Our final mooring in London was alongside Victoria Park in Tower Hamlets on the Hertford Union Canal. It’s a lovely spot but apparently, on occasion, local youths will scope the boats and break into the ones that they can see will be empty during the day. No problems like that for us and we stayed there for a couple of days unmolested.
It’s only a mile and a half walk from here down to Limehouse Basin so we decided to wander down and take a peek. On the way we passed this ‘sculpture’ – like an upside down sink plunger. I have no idea what this is about!
The dock was pretty full with all shapes and sizes of boats but what we assumed to be the visitor moorings at the back were all but empty. While the basin itself is a littley weedy, the exit from the basin onto the River Lea is totally clogged.
A stroll along the river took us towards Canary Wharf. Near Limehouse you can still see brief glimpses of the docks as they used to be.

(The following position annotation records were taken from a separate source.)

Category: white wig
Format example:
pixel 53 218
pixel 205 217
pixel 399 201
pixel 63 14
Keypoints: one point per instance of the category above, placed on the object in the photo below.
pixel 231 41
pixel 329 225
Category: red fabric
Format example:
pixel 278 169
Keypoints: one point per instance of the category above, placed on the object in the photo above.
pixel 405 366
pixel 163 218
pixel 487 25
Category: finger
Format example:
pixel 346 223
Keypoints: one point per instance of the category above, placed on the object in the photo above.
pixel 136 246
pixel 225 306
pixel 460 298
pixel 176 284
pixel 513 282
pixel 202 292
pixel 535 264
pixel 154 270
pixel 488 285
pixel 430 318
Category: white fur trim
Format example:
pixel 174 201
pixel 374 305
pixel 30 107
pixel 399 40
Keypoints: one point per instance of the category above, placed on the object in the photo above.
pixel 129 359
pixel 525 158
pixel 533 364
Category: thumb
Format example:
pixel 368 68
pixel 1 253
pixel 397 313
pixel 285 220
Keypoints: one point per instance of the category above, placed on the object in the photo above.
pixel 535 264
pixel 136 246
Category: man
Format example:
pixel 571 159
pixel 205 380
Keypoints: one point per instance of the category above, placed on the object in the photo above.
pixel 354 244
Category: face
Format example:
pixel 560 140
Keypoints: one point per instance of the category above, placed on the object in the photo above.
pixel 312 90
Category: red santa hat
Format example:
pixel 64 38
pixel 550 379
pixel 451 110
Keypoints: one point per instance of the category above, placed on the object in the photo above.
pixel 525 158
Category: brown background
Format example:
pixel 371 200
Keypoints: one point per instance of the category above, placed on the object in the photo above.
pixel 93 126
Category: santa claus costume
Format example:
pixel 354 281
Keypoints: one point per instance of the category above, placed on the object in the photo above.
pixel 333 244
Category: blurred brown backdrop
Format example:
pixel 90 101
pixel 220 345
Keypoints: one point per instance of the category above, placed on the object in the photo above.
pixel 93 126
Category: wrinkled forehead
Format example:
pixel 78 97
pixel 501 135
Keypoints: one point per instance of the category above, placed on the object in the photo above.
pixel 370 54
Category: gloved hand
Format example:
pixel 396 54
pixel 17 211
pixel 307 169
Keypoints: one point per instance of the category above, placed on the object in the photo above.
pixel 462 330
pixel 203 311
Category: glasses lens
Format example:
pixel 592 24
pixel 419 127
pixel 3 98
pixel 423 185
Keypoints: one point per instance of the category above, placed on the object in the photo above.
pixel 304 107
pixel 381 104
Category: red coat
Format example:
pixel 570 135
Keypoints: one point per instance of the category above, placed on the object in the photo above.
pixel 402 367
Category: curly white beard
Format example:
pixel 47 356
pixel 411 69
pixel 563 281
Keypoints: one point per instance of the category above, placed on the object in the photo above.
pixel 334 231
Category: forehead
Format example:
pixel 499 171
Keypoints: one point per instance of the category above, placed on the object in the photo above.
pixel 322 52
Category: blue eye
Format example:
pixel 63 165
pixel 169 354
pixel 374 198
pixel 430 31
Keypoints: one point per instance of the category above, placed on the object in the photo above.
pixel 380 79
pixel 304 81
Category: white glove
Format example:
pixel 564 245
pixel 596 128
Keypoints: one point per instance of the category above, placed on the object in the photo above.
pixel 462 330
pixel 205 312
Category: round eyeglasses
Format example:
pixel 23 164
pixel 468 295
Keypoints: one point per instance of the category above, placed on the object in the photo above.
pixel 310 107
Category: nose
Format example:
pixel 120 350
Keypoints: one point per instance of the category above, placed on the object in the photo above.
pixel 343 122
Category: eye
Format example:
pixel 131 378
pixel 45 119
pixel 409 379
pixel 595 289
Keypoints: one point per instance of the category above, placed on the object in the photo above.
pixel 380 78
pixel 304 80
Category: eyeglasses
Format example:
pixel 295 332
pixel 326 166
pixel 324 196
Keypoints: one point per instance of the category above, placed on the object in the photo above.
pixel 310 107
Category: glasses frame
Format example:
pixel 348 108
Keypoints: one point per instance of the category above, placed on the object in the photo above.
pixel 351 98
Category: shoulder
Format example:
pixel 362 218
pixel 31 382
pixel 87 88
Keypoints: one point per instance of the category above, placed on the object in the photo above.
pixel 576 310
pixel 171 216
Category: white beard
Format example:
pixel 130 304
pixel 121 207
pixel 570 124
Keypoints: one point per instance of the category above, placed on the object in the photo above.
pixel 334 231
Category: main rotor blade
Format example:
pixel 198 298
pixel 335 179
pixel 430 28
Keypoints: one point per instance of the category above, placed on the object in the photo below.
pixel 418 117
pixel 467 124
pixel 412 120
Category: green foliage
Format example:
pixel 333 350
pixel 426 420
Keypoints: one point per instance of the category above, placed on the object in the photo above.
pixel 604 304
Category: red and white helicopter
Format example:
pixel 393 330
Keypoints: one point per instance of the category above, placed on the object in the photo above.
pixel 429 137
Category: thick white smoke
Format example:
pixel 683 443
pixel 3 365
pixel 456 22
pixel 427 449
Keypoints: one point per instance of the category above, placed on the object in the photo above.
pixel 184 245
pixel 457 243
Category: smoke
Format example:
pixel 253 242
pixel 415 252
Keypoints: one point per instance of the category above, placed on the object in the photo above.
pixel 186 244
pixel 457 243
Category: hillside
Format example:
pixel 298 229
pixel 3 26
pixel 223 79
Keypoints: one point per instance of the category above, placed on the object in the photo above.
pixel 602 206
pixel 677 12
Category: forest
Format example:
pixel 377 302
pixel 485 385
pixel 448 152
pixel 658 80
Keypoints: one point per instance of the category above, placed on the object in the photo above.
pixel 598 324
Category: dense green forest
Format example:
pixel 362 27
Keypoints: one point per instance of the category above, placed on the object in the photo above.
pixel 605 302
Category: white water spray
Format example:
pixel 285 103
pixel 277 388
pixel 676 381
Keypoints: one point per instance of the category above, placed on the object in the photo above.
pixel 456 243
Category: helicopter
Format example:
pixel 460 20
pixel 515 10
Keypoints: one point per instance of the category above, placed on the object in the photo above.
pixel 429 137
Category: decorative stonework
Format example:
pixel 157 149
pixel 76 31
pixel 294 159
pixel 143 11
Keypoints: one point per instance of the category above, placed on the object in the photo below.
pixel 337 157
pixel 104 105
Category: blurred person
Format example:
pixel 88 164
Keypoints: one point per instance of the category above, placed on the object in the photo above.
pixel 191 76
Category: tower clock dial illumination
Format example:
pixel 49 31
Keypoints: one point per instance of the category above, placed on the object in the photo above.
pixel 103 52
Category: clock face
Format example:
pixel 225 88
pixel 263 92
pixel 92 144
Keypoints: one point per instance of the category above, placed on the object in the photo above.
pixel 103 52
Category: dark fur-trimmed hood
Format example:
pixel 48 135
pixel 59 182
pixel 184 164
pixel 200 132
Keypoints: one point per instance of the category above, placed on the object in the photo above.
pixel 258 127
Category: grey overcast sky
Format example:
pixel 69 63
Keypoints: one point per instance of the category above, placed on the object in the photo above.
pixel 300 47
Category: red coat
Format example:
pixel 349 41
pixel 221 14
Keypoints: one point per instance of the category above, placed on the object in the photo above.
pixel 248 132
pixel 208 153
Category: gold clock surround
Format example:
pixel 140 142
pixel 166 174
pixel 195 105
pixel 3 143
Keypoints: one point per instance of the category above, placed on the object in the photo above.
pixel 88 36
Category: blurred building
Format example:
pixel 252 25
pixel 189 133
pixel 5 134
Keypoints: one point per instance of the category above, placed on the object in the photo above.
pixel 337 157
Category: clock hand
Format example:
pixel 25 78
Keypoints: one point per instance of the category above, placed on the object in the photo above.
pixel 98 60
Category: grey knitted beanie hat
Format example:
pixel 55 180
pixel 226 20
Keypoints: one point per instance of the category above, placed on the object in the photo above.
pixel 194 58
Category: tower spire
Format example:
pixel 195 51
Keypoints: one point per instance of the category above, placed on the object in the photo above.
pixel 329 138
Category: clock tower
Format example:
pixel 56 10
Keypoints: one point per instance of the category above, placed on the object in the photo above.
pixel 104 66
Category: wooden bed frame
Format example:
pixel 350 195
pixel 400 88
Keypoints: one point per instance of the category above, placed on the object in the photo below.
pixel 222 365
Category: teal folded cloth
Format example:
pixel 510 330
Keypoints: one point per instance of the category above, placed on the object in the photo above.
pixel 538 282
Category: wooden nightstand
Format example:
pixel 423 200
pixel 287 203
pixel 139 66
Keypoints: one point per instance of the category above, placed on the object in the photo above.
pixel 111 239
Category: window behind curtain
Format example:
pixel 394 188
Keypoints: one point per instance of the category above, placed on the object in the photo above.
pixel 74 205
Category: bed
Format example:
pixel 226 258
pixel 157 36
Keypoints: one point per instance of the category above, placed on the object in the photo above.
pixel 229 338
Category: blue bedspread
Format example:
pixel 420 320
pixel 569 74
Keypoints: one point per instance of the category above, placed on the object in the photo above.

…an Antony Gormley statue on a post. A quick visit to Google told me that it was placed there by Sir Ian McKellan who owns the 16th Century pub The Grapes. It’s placed to be seen to best advantage from the back of the pub. At high tide it must be all but submerged. I think a visit to The Grapes when we return to Limehouse on the boat is a must.
The nearer you get to Canary Wharf the less there is to see of the original dockland landscape. The West India Dock buildings are now pubs and restaurants and are dwarfed by sky scrapers.
My reward for all that walking in the heat was an ice cold cider in one of the dockside hostelries. Just the one mind due to the £6 a bottle price tag!
We spent an entertaining hour nursing our one expensive drink and watching the commuters trudge across the bridge to the tube station on their way home.